The HLNY Achievement award is open to all students enrolled in a public health, public administration, hospital administration or healthcare management/administration program throughout New York State, who are members of American College of Healthcare Executives and a have a minimum GPA of 3.5.  

“We can expect to see great things to come from these two students. Edgewood will be a trailblazer in his field; Jinhee already is one,” said Dr. Tahara. Mr. Warner, who plans to make his impact in the realm of gastroenterology and nutritional health, said, “It is a very important milestone in my journey to complete my degree in health policy and management. I trust that this, in combination with my medical degree, will help me to develop into a capable health care provider and administrator that can improve the lives and my patients and my fellow healthcare providers alike.” 
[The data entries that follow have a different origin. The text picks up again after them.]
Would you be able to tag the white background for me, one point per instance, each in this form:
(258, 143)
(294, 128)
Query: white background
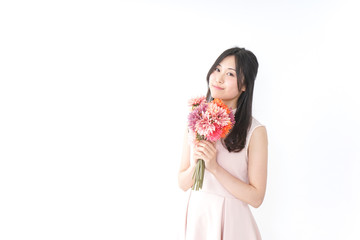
(93, 107)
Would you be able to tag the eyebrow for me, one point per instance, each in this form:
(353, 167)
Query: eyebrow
(228, 68)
As an active duty commissioned officer in the U.S. Public Health Service who is currently stationed at the National Institutes of Health’s Institute on Drug Abuse, Captain Lee explained, “Receiving the award means that I can realize my full potential as a healthcare leader in the U.S. Public Health Service. I would like to drive change around substance use disorders and how they are viewed by people. They are often viewed as having a moral failing or character flaw, but what we know from science and research is that it's a chronic brain disorder that is treatable. There have been too many deaths related to opioid overdoses. People, systems and how we address this public crisis needs to change. One way we can do this is by addressing the entire continuum along prevention, treatment, and recovery.”

According to Dr. Tahara the evening was an all-around win for SHSP and its students. “This is outside recognition and validation that our students and program are so strong.  I always say, we are the best kept secret in the Hudson Valley, but we don’t want to be the best kept secret—we want to get the word out. And by winning two out of only three of these coveted awards, these students just did that for us.”